This may be true, says he, but some expressions are to be understood as loosely applied, such as these,
“Far from Ascania,”1173
and
“His name was Arnæus, given to him by his honoured mother,”1174
and
“Penelope seized the well-turned key with her firm hand.”1175
But admitting this, the other assertions are not to be allowed to which Demetrius is disposed to attend; nor has he refuted in a convincing manner those persons who maintain that we ought to read “far from Chalybe.” For having conceded that, although at present there are not silver mines among the Chalybes, they might formerly have existed, he does not grant that they were far-famed, and worthy of notice, like the iron mines. But some one may say, what should prevent them from being as famous as the iron mines, or does an abundance of iron make a place celebrated, and not an abundance of silver? Again, if the silver mines had obtained celebrity in the age of Homer, but not in the heroic times, can any one blame the poet’s representation? How did their fame reach him? How did the fame of the copper mines at Temesa in Italy, or of the wealth of Thebes in Egypt, reach his ears, although Egyptian Thebes was situated almost at double the distance of the Chaldæi.
But Demetrius does not altogether agree with those whose opinions he espouses.

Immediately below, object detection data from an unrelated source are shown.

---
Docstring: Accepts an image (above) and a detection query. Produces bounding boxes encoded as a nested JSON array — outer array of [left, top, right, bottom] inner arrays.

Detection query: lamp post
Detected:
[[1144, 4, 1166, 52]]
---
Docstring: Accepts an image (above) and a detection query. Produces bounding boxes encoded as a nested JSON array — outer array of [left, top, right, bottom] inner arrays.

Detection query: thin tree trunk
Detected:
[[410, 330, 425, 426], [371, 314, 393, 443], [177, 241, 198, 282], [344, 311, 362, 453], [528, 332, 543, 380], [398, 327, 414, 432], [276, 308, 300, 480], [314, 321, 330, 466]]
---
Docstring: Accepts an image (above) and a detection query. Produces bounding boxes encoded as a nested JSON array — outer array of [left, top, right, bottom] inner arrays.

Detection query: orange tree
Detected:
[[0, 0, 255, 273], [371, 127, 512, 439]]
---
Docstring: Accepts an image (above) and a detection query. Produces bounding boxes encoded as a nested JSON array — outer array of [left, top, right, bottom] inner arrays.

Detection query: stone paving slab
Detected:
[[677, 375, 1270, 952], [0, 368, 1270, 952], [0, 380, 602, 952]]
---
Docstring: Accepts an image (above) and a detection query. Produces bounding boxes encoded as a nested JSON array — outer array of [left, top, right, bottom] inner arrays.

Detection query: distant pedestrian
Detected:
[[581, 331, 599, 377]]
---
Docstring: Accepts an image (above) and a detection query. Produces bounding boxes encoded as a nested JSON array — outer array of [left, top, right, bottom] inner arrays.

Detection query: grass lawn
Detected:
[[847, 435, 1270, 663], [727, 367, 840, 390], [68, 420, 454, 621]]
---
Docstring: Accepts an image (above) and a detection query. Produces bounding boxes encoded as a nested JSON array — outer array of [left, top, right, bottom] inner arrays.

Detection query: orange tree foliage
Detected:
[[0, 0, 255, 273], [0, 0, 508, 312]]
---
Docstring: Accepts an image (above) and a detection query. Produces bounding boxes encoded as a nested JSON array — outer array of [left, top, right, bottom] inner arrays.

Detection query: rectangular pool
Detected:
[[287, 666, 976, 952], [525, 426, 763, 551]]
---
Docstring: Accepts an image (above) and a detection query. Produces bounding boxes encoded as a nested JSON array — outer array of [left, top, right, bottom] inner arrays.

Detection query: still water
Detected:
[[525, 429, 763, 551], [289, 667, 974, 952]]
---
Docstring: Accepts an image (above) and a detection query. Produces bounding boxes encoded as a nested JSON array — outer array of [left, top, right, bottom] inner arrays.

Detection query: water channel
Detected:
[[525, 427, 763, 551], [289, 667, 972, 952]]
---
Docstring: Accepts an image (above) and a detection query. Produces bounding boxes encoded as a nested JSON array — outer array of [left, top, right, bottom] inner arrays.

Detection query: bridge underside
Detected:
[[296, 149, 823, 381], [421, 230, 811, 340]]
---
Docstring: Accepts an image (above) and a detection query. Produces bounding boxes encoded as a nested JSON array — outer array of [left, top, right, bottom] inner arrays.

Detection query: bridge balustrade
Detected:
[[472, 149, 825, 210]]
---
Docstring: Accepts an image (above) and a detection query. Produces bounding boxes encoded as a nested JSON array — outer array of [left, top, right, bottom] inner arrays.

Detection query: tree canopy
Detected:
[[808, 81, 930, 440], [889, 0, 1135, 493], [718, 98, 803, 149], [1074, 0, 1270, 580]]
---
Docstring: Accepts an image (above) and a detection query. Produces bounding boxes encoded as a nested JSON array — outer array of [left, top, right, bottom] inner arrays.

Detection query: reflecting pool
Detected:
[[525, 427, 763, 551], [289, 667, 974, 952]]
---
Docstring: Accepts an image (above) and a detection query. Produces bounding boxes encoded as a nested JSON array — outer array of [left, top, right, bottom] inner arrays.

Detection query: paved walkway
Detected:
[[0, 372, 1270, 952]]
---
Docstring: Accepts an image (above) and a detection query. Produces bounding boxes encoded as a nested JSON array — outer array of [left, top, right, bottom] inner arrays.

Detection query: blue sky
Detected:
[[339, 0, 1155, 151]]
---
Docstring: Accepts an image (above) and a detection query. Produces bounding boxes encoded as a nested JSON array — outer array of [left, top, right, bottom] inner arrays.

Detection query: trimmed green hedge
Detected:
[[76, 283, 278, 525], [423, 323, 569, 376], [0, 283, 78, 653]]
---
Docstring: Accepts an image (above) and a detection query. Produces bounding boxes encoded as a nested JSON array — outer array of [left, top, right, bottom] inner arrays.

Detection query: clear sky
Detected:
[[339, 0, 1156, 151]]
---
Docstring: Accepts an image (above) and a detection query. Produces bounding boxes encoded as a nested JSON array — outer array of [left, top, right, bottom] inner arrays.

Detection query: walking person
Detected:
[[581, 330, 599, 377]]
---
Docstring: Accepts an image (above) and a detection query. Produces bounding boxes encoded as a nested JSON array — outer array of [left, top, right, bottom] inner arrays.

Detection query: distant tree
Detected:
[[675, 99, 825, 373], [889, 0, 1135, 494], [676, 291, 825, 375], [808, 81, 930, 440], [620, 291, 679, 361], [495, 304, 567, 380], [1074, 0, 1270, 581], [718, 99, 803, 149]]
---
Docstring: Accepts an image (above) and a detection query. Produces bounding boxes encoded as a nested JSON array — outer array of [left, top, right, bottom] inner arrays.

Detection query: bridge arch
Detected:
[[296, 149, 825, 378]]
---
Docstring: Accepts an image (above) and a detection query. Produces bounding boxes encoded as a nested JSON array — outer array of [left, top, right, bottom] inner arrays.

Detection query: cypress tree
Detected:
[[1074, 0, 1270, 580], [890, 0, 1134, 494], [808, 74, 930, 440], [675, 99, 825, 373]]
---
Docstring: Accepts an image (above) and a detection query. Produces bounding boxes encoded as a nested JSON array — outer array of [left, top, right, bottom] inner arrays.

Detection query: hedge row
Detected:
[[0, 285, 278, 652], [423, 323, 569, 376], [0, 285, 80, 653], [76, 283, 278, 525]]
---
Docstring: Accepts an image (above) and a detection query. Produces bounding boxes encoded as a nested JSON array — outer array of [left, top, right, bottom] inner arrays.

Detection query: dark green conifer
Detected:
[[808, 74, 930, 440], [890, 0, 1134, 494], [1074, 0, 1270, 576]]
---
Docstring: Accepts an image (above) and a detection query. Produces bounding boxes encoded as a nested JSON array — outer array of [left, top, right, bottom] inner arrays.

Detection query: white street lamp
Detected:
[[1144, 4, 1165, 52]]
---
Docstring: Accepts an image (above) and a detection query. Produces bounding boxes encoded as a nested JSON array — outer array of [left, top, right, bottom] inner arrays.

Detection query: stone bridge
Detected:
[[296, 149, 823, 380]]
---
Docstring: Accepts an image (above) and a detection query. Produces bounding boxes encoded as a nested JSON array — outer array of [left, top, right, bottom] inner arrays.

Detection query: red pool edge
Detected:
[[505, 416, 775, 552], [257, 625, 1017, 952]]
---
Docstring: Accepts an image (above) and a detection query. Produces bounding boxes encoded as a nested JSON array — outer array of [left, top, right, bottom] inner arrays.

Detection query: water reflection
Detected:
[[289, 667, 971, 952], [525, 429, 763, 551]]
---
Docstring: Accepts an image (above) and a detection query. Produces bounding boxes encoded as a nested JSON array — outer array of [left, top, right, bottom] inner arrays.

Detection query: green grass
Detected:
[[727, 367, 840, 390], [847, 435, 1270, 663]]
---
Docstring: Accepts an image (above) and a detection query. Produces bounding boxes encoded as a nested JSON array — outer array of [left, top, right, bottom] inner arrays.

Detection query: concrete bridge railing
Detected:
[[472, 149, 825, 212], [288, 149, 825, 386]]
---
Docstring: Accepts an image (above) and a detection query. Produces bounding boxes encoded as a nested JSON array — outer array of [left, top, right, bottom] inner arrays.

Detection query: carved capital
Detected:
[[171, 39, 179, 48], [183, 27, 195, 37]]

For when he is describing the neighbourhood of Scepsis his own birth-place, he mentions Enea, a village, Argyria, and Alazonia, as near Scepsis, and the Æsepus;1176 but if these places exist at all, they must be near the sources of the Æsepus. Hecatæus places them beyond the mouths of that river. Palæphatus, who says that the Amazons formerly occupied Alope, and at present Zeleia, does not advance anything in agreement with these statements. But if Menecrates agrees with Demetrius, neither does Menecrates say what this Alope, or Alobe, is, (or, in whatever manner they please to write the name,) nor yet does Demetrius himself.